L’appel à l’aide du secteur associatif de la petite enfance
Quatre grands acteurs du secteur associatif, l’ADMR, la Croix-Rouge française, la Fehap et la Fnappe, viennent de rédiger un « Manifeste pour la sauvegarde des crèches associatives ». Dans cette déclaration envoyée en premier lieu aux institutionnels, ils dressent un constat alarmant de la situation des crèches associatives et énoncent une série de propositions pour les préserver et pérenniser.
Le secteur associatif, un acteur phare de l’accueil du jeune enfant
« Quand le gouvernement s’attelle à penser un service public de la petite enfance accessible à tous en créant 200 000 places supplémentaires bénéfique pour l’ensemble des familles, et où il rappelle que chaque acteur qu’il soit public, privé lucratif ou associatif a toute sa place, a-t-il seulement conscience que le secteur associatif de la petite enfance est appelé à disparaître prochainement ? », commence ainsi le manifeste de l’ADMR, la Croix-Rouge française, la Fehap et la Fnappe, laissant clairement entendre que le gouvernement ne semble pas prendre la mesure des choses. L’heure est donc grave, selon les fédérations et organisations associatives, qui ont à plusieurs reprises déjà tiré la sonnette d’alarme. Une situation d’autant plus préoccupante que les solutions d’accueil formel sont aujourd’hui insuffisantes (« un enfant sur cinq est gardé par ses parents, faute pour ces derniers d’avoir trouvé un mode d’accueil formel », est-il souligné dans la synthèse du rapport « Accueil des enfants de moins de 3 ans : relancer la dynamique » du Pacte des solidarités du HCFEA dévoilé en mars dernier. Cf Lettre Hebdo n°85), et que le nombre de places offertes diminue depuis 2017, dixit le même rapport. Or, les crèches associatives représentent une part non négligeable des places offertes aux parents dans les modes d’accueil collectif (plus de 22,8 %), rendant leur disparition inenvisageable. De plus, les auteurs du manifeste mettent en avant les vertus des structures associatives : « Les crèches garantissent une qualité de l’accueil à travers les différentes valeurs portées au sein de leur projet associatif au bénéfice des enfants et des familles : solidarité, primauté de la personne, inclusion, vivre ensemble, mixité, diversité, accompagnement des familles. Les crèches associatives, ce sont aussi des bénévoles et des professionnels engagés qui prennent en compte les besoins des enfants et la parole des parents pour favoriser leur bien-être et leur épanouissement. »

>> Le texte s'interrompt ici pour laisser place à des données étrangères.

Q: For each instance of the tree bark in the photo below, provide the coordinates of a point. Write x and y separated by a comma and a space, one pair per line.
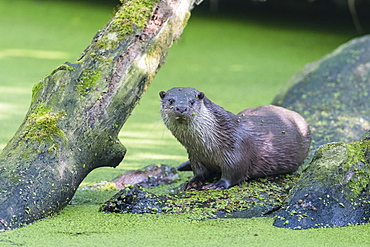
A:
77, 111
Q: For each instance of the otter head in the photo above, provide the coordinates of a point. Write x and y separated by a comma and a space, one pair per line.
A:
180, 104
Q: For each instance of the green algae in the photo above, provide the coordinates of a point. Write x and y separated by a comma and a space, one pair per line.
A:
360, 166
80, 224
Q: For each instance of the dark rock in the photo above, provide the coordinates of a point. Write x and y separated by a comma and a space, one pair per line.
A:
149, 176
332, 94
133, 200
333, 190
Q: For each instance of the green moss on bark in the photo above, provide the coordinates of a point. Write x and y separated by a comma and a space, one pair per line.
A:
87, 81
132, 17
42, 125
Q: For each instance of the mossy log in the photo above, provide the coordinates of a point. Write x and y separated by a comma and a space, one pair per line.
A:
78, 110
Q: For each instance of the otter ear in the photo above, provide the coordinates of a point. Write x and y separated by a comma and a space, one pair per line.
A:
162, 94
200, 95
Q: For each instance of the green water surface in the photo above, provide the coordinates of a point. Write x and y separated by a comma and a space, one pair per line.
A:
239, 59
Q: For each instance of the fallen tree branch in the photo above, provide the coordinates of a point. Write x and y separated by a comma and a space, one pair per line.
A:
78, 110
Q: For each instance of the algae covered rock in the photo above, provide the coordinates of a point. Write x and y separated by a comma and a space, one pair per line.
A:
332, 94
258, 197
333, 190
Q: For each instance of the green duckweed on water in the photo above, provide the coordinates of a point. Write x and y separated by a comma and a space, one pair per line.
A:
238, 60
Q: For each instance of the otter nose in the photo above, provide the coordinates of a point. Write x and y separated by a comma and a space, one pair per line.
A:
181, 109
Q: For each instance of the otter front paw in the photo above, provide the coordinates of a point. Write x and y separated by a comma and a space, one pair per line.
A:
219, 185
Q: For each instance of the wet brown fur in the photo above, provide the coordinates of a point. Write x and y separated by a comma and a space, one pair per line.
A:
259, 141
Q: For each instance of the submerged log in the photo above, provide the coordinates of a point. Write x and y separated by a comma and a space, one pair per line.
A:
77, 111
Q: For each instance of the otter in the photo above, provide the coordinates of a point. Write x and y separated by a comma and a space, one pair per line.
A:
257, 142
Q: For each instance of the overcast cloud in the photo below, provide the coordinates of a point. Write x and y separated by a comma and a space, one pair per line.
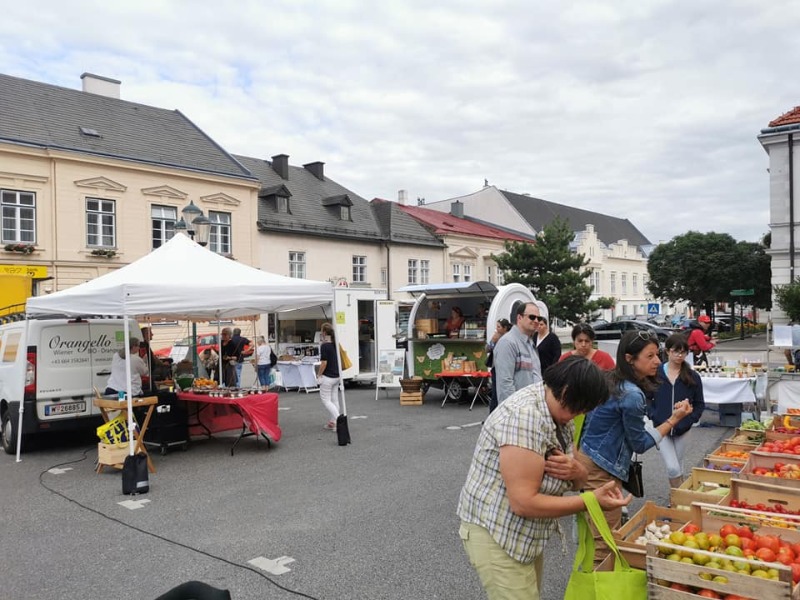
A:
647, 110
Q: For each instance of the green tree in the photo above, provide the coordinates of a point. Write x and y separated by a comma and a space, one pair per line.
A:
788, 299
555, 274
703, 268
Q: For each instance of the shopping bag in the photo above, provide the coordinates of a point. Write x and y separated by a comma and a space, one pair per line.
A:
135, 479
346, 363
623, 583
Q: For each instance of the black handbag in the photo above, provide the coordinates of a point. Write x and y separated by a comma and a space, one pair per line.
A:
635, 484
135, 479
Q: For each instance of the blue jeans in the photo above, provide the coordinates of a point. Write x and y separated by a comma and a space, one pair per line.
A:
263, 374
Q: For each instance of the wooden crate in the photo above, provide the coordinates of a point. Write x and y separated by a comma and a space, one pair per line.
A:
720, 464
747, 436
661, 571
694, 489
711, 517
777, 420
112, 455
411, 398
768, 460
626, 535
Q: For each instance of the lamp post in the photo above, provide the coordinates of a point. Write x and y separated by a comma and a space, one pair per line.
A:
195, 223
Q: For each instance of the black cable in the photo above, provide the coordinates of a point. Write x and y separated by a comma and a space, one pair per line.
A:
155, 535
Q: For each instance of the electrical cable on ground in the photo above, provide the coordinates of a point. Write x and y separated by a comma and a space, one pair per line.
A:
155, 535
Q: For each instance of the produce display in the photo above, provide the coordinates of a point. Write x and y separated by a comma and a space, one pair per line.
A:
790, 446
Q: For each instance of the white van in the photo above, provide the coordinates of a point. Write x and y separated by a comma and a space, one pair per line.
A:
55, 371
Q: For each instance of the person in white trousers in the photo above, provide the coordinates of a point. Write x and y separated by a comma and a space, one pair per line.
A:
328, 374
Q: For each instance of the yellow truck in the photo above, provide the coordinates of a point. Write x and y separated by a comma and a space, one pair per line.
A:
14, 291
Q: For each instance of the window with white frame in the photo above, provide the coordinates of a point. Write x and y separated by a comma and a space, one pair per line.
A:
595, 279
297, 265
163, 220
101, 223
19, 216
359, 269
219, 240
424, 271
413, 266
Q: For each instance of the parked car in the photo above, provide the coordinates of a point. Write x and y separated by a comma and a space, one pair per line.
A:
614, 331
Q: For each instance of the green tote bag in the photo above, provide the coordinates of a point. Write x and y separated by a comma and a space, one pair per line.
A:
623, 583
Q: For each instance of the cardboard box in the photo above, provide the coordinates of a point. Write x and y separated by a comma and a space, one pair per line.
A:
411, 398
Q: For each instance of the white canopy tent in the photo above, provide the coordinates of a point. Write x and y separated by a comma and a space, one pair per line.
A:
181, 280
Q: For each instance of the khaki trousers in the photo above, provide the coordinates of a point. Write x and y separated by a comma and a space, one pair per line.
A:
503, 577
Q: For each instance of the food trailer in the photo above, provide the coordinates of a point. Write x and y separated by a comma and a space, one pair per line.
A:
432, 350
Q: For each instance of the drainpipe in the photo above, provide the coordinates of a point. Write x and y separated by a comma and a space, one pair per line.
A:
791, 207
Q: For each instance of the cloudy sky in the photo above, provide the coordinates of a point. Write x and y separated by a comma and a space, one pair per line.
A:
644, 109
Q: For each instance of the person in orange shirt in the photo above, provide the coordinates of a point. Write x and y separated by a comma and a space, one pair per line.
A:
454, 323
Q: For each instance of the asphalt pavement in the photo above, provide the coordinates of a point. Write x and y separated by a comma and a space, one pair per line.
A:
373, 520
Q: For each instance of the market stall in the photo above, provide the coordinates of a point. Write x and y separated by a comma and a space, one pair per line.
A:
180, 280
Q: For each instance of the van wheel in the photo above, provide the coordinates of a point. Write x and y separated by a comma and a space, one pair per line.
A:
9, 434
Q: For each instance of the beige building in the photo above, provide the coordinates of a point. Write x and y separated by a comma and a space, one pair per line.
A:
90, 182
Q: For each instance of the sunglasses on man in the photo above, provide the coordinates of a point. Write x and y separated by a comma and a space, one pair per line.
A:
536, 318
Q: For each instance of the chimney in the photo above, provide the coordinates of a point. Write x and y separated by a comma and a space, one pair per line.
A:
280, 164
316, 170
102, 86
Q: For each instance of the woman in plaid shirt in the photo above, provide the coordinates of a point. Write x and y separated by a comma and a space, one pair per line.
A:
521, 468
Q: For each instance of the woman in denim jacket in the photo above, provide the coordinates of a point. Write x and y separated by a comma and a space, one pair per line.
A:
616, 429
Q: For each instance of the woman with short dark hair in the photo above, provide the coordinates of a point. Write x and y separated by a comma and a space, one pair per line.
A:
677, 381
616, 430
583, 339
522, 466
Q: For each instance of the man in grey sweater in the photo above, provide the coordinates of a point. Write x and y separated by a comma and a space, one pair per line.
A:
516, 361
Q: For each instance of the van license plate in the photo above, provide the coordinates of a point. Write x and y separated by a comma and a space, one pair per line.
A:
65, 408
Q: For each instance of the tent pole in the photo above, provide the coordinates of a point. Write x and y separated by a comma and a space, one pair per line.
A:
127, 336
22, 400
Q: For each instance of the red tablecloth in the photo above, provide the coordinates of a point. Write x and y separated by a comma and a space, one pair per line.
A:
259, 411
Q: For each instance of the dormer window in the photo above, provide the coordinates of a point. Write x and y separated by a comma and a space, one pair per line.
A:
342, 203
279, 194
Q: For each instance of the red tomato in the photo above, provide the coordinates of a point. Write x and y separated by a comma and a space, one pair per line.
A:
795, 572
766, 555
769, 541
748, 544
726, 530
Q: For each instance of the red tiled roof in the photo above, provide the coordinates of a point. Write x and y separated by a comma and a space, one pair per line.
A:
789, 118
444, 223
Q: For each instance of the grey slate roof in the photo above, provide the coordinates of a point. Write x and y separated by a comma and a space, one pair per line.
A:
48, 116
399, 227
313, 213
538, 213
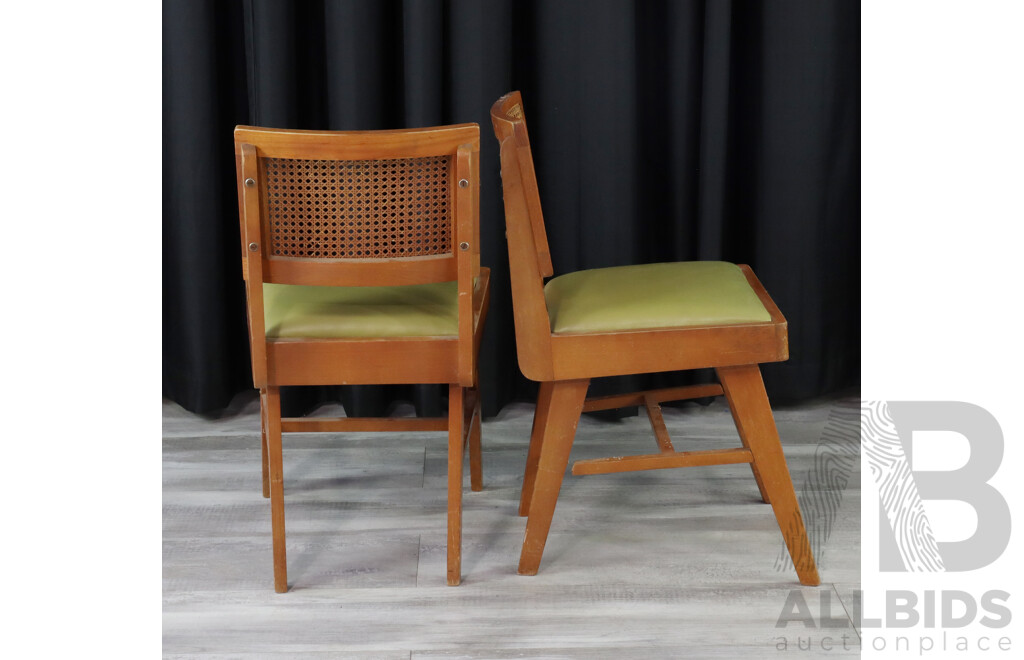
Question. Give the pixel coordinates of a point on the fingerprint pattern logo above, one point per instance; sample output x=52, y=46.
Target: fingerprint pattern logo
x=897, y=490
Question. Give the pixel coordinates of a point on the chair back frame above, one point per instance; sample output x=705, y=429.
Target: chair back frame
x=460, y=260
x=529, y=258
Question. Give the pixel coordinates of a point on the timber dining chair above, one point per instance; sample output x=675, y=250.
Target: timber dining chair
x=361, y=258
x=635, y=319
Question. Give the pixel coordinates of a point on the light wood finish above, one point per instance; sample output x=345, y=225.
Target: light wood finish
x=355, y=209
x=276, y=462
x=662, y=564
x=748, y=399
x=456, y=444
x=563, y=416
x=392, y=425
x=565, y=361
x=263, y=445
x=611, y=401
x=536, y=437
x=662, y=460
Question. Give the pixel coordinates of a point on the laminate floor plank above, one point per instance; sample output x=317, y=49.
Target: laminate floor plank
x=658, y=564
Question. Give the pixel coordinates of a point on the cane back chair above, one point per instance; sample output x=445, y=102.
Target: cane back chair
x=361, y=261
x=635, y=319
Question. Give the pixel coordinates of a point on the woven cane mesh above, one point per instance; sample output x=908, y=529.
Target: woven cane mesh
x=357, y=209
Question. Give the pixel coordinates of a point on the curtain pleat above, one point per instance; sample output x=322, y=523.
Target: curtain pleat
x=663, y=131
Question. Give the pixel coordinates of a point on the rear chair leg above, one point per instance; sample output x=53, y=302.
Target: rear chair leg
x=536, y=439
x=276, y=483
x=475, y=458
x=562, y=418
x=749, y=401
x=456, y=445
x=262, y=422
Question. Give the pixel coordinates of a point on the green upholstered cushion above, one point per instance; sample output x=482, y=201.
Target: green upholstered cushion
x=418, y=310
x=648, y=296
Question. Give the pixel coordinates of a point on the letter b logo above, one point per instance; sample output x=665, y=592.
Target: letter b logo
x=906, y=541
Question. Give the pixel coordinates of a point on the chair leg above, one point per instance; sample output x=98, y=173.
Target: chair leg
x=456, y=445
x=262, y=421
x=475, y=458
x=536, y=438
x=275, y=460
x=754, y=468
x=745, y=392
x=563, y=415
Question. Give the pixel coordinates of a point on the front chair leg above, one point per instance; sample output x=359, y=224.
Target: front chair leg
x=276, y=483
x=556, y=444
x=456, y=446
x=745, y=392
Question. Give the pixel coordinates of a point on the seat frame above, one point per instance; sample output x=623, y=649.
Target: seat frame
x=451, y=360
x=564, y=363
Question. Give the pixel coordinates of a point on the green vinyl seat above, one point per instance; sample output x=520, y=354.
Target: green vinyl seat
x=651, y=296
x=334, y=312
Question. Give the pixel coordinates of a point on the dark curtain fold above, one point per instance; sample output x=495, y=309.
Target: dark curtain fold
x=663, y=130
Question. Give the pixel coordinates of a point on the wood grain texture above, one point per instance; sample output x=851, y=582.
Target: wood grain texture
x=568, y=359
x=357, y=209
x=660, y=564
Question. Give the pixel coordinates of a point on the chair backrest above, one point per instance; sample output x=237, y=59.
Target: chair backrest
x=354, y=208
x=529, y=258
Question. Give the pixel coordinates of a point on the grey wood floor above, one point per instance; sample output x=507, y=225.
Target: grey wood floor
x=662, y=564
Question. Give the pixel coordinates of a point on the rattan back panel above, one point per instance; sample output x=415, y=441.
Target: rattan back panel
x=387, y=209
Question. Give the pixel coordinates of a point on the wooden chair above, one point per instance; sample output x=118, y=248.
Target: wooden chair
x=361, y=258
x=635, y=319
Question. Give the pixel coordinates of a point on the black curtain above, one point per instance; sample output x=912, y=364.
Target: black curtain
x=663, y=130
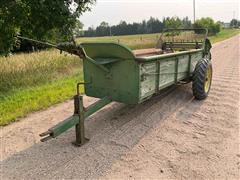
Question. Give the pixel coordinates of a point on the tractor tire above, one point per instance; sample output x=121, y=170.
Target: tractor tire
x=202, y=79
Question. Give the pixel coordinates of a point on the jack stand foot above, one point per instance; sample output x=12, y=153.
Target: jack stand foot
x=79, y=144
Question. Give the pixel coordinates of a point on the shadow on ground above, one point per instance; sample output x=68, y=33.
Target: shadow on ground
x=113, y=132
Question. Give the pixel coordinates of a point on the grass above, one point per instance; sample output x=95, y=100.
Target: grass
x=30, y=82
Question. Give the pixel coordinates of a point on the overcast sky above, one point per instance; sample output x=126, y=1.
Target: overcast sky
x=113, y=11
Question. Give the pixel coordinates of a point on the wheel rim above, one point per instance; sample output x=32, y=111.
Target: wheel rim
x=208, y=79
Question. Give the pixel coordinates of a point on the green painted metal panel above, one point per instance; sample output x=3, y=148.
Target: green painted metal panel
x=131, y=80
x=167, y=71
x=148, y=79
x=121, y=83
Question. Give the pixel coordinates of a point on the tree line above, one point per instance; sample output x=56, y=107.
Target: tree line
x=39, y=19
x=153, y=25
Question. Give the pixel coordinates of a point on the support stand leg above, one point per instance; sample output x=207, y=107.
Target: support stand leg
x=79, y=128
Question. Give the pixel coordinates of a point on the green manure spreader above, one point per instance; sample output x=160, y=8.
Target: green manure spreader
x=113, y=72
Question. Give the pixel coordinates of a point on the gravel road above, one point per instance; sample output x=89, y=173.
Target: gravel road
x=170, y=136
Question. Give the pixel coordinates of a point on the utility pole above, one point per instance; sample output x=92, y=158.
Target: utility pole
x=194, y=11
x=110, y=30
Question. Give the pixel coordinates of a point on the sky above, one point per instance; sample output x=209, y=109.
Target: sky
x=113, y=11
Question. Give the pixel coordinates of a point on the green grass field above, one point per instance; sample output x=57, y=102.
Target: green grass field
x=30, y=82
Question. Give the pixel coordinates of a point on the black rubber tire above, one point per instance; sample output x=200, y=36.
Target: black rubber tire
x=199, y=76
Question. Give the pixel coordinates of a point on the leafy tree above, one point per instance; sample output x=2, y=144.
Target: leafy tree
x=208, y=23
x=173, y=22
x=235, y=23
x=40, y=19
x=78, y=30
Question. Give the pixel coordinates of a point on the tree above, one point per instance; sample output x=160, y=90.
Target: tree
x=208, y=23
x=172, y=23
x=78, y=30
x=40, y=19
x=235, y=23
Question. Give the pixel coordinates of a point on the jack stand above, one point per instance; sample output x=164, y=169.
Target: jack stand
x=79, y=110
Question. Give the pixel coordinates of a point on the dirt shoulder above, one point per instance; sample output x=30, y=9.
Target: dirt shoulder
x=169, y=136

Une situation financière « intenable et insoutenable »
Si les crèches associatives sont en danger, c’est en grande partie du fait de difficultés financières, lesquelles résultent, selon les signataires du manifeste, d’une part du système de la PSU, qui « met en péril tout le secteur associatif », d’autre part du « cofinancement des communes qui ne suit pas ». « Aujourd’hui, les crèches associatives sont en déficit structurel permanent, ce qui menace à très court terme leur existence », affirment-ils. Et donnent pour exemple : « à Paris, 75 % des gestionnaires associatifs de plus de 100 berceaux et 65 % des gestionnaires associatifs de moins de 100 berceaux sont déficitaires en 2021 ». Les fédérations et organisations associatives précisent aussi, qu’au regard de l’inflation, les augmentations de la PSU n’ont pas été assez élevées, sans compter que du côté des communes, les revalorisations des subventions allouées au secteur associatif sont quasiment inexistantes. Les crèches associatives se retrouvent donc dans une situation financière « intenable et insoutenable ».
Et la pénurie de professionnels de la petite enfance qui n’arrange rien…
Outre les problématiques financières, le manque de professionnels impacte fortement le fonctionnement des structures associatives qui doivent parfois réduire leurs horaires voire fermer des places d’accueil. « Tout comme le secteur social et médico-social, la petite enfance est confrontée à un manque d’attractivité », soulignent les auteurs du manifeste et listent : « de nombreux postes vacants avec des difficultés à recruter des professionnels formés et qualifiés (peu ou pas de candidatures aux offres publiées) ; un recours de plus en plus important à l’intérim s’accompagnant d’un coût financier conséquent ; peu de candidats dans les organismes de formation. » Selon eux, tout ceci s’est amplifié en raison du « manque de reconnaissance des professionnels de la petite enfance, qui n’ont pas encore bénéficié de revalorisations salariales comme les autres secteurs des métiers de l’humain, et dont l’État renvoie à un dialogue en interbranche sans donner aucune visibilité sur les financements alloués dans le cadre de la future Convention d’Objectif et de Gestion entre l’État et la Cnaf. »
Les préconisations des auteurs du manifeste
Après les constats, l’ADMR, la Croix-Rouge française, la Fehap et la Fnappe émettent un certain nombre de propositions visant à sauvegarder le secteur associatif.
Au niveau financier :
- À court terme, sécuriser les financements en revalorisant a minima la PSU à hauteur de 12 % et les subventions des collectivités territoriales (sans prise en compte des revalorisations salariales promises par le Gouvernement)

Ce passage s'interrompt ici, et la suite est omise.